Near term airplane engines that are 20% more efficient and 70% efficiency gains in the 2020s

Pratt and Whitney and CFM International are making new more efficient airplane engines. Pratt and Whitney says its new engines—which use an internal gearbox to slow down the speed of the fan—could save 20 percent on fuel consumption compared to an airliner with a conventional engine. Competitor CFM International, meanwhile, has introduced its own advanced engine, called the Leap, which could achieve similar improvements without such a radical break from existing technology. Both new engines have been deployed on different versions of Airbus’s new jet, the A320neo.

Pratt and Whitney spent more than 20 years and $1 billion developing its new geared turbofan engines, which use larger fans (up to 81 inches in diameter on the A320neo) and a gearbox to make the fans rotate more slowly than the internal turbine that drives them, making them more efficient than traditional engines. Adding the gearbox, however, makes the engines heavier and increases aerodynamic drag. The PurePower PW1000G engine’s fan-drive gear system is just one component of this next-generation engine. The PurePower PW1000G engine also incorporates advances in aerodynamics, lightweight materials and other major technology improvements in the high-pressure spool, low-pressure turbine, combustor, controls, engine health monitoring and more.

The CFM International Leap engine uses lightweight composite materials, such as carbon fiber fan blades, to achieve energy efficiency gains that the company says are comparable to those of the Pratt and Whitney engine. The Leap represents “the ultimate refinement of the traditional turbofan engine,” says aviation analyst Richard Aboulafia, vice president for analysis at the Teal Group.

NASA is supporting R and D on a number of experimental aircraft, including the D8, a novel jumbo-jet design being developed by a partnership that includes Pratt and Whitney, MIT, and Aurora Flight Sciences.
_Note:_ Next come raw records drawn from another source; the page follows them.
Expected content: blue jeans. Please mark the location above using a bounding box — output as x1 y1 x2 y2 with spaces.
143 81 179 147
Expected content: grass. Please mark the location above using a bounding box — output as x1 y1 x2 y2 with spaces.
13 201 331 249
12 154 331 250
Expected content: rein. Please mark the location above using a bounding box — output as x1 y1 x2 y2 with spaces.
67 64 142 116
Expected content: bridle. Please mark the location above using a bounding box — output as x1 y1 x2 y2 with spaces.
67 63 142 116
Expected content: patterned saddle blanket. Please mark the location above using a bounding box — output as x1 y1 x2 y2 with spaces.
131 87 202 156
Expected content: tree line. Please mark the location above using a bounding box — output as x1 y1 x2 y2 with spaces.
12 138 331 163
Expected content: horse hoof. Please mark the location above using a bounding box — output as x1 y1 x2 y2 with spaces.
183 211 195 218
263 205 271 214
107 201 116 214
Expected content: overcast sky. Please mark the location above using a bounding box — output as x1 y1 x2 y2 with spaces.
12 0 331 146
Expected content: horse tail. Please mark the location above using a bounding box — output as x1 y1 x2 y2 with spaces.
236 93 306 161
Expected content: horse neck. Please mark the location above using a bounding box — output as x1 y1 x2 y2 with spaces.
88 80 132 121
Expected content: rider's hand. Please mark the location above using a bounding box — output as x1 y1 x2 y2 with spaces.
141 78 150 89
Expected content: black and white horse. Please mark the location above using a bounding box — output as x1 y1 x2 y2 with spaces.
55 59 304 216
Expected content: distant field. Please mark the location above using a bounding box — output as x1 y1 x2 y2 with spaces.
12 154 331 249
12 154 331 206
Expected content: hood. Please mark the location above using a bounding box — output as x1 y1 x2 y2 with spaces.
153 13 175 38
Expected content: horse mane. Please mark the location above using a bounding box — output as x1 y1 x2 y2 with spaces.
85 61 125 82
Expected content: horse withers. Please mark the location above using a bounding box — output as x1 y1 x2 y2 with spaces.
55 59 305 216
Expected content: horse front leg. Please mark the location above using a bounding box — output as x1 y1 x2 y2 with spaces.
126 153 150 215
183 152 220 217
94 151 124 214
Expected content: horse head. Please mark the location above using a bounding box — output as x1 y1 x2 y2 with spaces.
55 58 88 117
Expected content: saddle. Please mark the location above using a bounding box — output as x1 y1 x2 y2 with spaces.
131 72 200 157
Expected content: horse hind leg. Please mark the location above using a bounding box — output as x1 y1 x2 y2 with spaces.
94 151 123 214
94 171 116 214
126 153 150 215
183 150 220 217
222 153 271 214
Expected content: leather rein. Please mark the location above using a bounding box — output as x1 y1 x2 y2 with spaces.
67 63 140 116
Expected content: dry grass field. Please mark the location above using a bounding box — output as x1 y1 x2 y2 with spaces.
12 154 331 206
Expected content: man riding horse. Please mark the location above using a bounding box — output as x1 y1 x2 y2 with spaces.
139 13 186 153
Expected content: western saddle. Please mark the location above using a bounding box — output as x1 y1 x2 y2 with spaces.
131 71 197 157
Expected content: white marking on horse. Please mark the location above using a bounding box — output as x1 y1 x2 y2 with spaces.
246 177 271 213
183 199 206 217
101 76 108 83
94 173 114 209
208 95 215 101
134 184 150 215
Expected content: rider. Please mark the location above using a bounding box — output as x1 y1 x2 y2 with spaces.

The D8 configuration has the potential of achieving a 71% reduction in fuel burn, a 60 EPNdB reduction in noise, and an 87% reduction in LTO NOx – all relative to a best-in-class Boeing 737-800 narrow-body aircraft.

The efficiency gains of the D8 are the result of a tightly integrated design approach, considering the air vehicle as a single, integrated system rather than an assembly of individual parts. For example, increased lift generated by the wide “double-bubble” fuselage means smaller wings are needed to carry the vehicle’s weight, resulting in less fuel to fly a given mission. When the engines are integrated into the back of the fuselage, thrust requirements are further reduced due to efficiencies from Boundary Layer Ingestion (BLI). This means that smaller engines can be used, which reduces weight, and hence fuel even further. This cycle of repeated optimization is what gives the D8 such groundbreaking efficiency, but it requires that all facets of the aircraft be designed together.